Let us look at this situation.

Consider a container having a gas trapped inside, facing pressure from masses M1 and M2, assume that this system is at equilibrium. Here point A represents the initial position of the piston before mass M2 is removed.

After removing mass M2 the pressure decreases and the volume of the gas increases forcing the piston to rise up. Here point B represents the final position of the piston after the system has attained equilibrium again.

"The aforementioned situation is an irreversible process." , said my teacher.

My question is -

Why and how will the parameters(state functions) change from their initial values while going back from B to A resulting in the journey from A to B to become irreversible?

Answer 1

Why and how will the parameters(state functions) change from their initial values while going back from B to A resulting in the journey from A to B to become irreversible?

There will be no change in the state functions (S, U, P, T, V, etc.) of the system if, by any means, it can be brought back to its original state A. That is because state functions of the system do not depend on the path between equilibrium states. But because the expansion processes is irreversible (due to the sudden removal of $M_2$) there will be a change (increase) in the entropy of the surroundings if the system is brought back to its original state.

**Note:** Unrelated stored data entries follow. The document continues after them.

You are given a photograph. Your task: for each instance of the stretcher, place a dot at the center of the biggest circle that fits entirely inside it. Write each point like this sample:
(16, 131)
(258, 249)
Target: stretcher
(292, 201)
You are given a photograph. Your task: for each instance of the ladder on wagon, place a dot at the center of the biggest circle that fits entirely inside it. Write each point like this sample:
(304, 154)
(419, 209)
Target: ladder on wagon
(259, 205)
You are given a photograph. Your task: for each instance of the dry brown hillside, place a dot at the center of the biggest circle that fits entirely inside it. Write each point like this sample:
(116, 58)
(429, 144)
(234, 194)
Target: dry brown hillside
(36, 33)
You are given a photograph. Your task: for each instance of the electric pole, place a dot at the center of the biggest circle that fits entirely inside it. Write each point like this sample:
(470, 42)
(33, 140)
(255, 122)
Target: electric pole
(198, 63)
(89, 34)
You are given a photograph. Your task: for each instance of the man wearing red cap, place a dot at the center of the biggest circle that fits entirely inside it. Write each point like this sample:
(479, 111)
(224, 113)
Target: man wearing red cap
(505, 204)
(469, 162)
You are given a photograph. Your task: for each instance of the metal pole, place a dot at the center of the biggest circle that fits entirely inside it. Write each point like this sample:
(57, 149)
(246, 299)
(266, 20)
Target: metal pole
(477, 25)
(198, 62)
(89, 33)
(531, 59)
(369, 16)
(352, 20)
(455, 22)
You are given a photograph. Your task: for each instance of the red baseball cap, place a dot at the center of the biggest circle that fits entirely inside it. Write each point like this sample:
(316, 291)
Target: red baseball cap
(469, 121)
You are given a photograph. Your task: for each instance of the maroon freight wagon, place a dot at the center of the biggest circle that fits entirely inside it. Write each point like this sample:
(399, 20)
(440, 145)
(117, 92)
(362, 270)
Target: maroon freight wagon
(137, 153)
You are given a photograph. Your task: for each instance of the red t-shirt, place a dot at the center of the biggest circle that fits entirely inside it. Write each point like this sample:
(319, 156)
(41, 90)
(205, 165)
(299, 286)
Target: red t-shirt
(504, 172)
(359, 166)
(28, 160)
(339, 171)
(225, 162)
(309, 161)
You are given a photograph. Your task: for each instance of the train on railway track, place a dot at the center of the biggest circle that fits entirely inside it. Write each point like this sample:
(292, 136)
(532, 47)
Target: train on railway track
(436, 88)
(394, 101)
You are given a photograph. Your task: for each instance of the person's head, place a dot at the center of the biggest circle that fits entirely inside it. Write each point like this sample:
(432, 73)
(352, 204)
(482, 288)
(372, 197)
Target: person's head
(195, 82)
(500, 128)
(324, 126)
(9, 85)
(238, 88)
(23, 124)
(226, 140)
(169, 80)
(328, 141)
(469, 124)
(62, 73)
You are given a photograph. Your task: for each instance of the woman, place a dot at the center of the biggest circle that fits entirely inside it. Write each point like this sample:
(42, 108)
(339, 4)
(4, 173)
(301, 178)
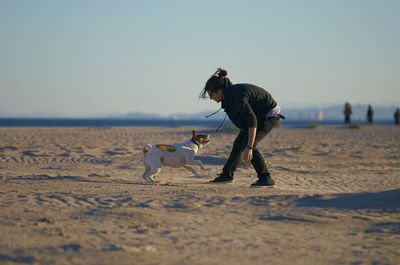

In order to calculate the change in entropy of the surroundings, you would need to have more information on the system and its surroundings. Are the cylinder and piston thermally conductive or insulated? If conductive, are the surroundings considered to be a thermal (constant temperature) reservoir?

Hope this helps.

Answer 2

For the two-step process you describe, the amount of work done by the gas in expansing is less than the amount of work done on the gas in compressing. This is because, in expanding, the gas is only lifting M1 while, in compression, the gas is being compressed by M1+M2. So the net amount of work done by the masses on the gas is positive. If the initial and final temperatures of the gas is the same (say by allowing heat to exchange between the gas and a constant temperature reservoir), the amount of heat that has to be removed from the gas in the process will be positive and equal to the net of work done on the gas by the masses. This means that, even though the gas returns to its initial state after the two-step process, heat has been transferred from the gas to the surroundings (the reservoir), and the reservoir is no longer in its initial state. So, by definition, the process is not reversible.

Answer 3

Irreversibility occurs whenever a difference in an intensive property (temperature, pressure, surface tension, voltage, magnetic field, mass concentration) leads to action.

“But that’s every process.”

Yes, every real process is irreversible. Note, however, that we could approach reversibility by conducting processes nearly in balance, with very low friction.

“If you reduced the driving force for a process toward zero, it would slow down to the point of unusability.”

That’s true. Nevertheless, this idealized case is still useful for analysis (in technical terms, it’s the only case that doesn’t generate entropy).

“How does this apply to this problem?”

When the mass is suddenly removed, the gas—now out of equilibrium—accelerates the piston upward. The forces are unbalanced during this process, so it’s irreversible.

“But I could return the gas to its original state. Doesn’t this connote reversibility?”

Not in a global thermodynamic sense, which is usually the context of thermodynamic (ir)reversibility discussions. The braking of the piston heats the universe (and the larger the removed weight is, the greater the imbalance, the greater the acceleration, the greater the required braking, and the greater the resultant heating and entropy generation), and this heating cannot be removed. That constitutes irreversibility.